Backup the boot disk to a local volume

You can backup your boot disk to a local internal disk or a local external disk just plugged in your local machine like a Fire-Wire or an USB disk. Since you are backing up system files you have to preserve the files' ownership and permissions. In order to preserve the Ownership and Permissions of all the files (system's files included), the destination disk must be set to recognize the file ownership and permissions. To do that, please:
  1. Be sure your destination disk is formatted as MacOS X or MacOS X journaled or Unix. If not, launch /Application/Utility/Disk Utility and reformat your destination disk. Be aware that reformatting a disk means that you delete everything from that disk! If you need to reformat the destination disk, do that BEFORE the following points.

  2. Select the destination disk icon in the Finder.

  3. Call the menu item Get Info.

  4. Go to the sub-panel Ownership & Permissions.

  5. Unmark the check-box “Ignore Ownership on this volume”. It must be always unmarked, even if you are backing up simple files and not the whole boot disk (see picture here aside). When that check-box is marked all the files copied to that disk will lose the owner and permissions, and this should never happen when backing up the boot disk.

Then define in FS, as destination, the root of the destination disk (drag the disk icon onto the bottom zone of the FS console).
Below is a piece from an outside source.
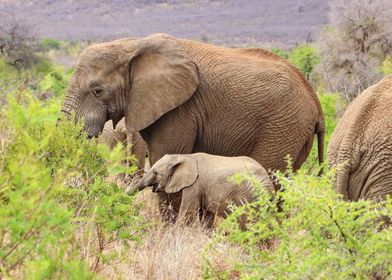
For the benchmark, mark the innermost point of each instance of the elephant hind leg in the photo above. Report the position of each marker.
(303, 154)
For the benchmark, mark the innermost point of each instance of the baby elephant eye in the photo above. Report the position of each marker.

If you backup your boot disk to a simple folder placed on the destination disk, the destination disk will be not be bootable.
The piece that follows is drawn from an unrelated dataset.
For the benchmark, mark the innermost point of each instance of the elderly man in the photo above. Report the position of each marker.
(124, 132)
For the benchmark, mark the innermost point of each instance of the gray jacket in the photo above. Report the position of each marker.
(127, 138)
Backup the boot disk to a remote volume

More than the rules described at the previous chapters (you have to go to the remote machine and unmark the check-box "Ignore Ownership on this volume" - the destination volume must not be an active boot volume, the disk should be formatted as MacOS X... see the previous chapter), you have to pay attention to some rule more regarding the privileges on files. When you backup your boot volume to a remote volume (a volume placed on a remote machine) you might get some problem because you need to run with the root's privileges (in order to preserve the files' ownership and permissions), but there is a MacOS X limit on the user root in front of the remote volumes.

Even if you logged in on your local computer as user root, or you run FS as root, you and FS will never get the root's privileges on remote volumes. The remote volumes don't trust the local root user. Thus in front of a remote volume, the local user root becomes the "Others" user (and just something more). So the user root gets the Others' privileges, and not the root's privileges. Thus you, and FS, will not be able to copy system's files.
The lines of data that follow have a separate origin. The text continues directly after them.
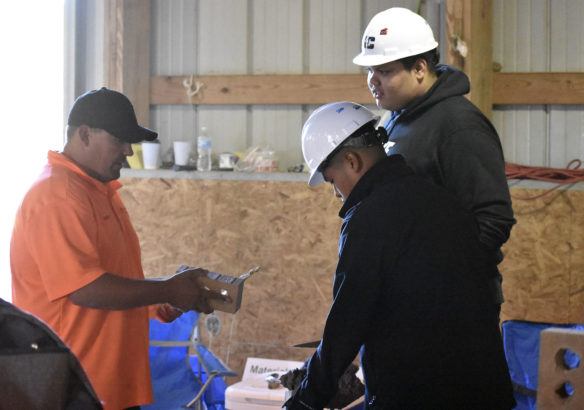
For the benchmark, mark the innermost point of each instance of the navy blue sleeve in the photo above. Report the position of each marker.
(358, 284)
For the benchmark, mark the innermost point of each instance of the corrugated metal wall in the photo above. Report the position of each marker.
(321, 36)
(540, 35)
(224, 37)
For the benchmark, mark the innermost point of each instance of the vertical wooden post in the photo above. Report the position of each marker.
(127, 52)
(471, 21)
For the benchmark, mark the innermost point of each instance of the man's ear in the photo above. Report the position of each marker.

There is a workaround for this problem: you should mount the remote volume as FireWire volume.

  1. Your computers should be connected by a FireWire cable.

  2. Turn on your remote computer holding down the key "T" until a "walking" big FireWire icon appears on the remote computer screen. Then you will see the remote volume icon appear on the desktop of your local computer. If not, reboot your local volume (and remember to log-in as root).

  3. You can manage these remote volumes as they are simple local FireWire disk devices directly plugged in your local machine.

  4. Then log-in as user root or run FS as root on your local machine and backup your local boot disk. The user root can do everything on these remote volumes.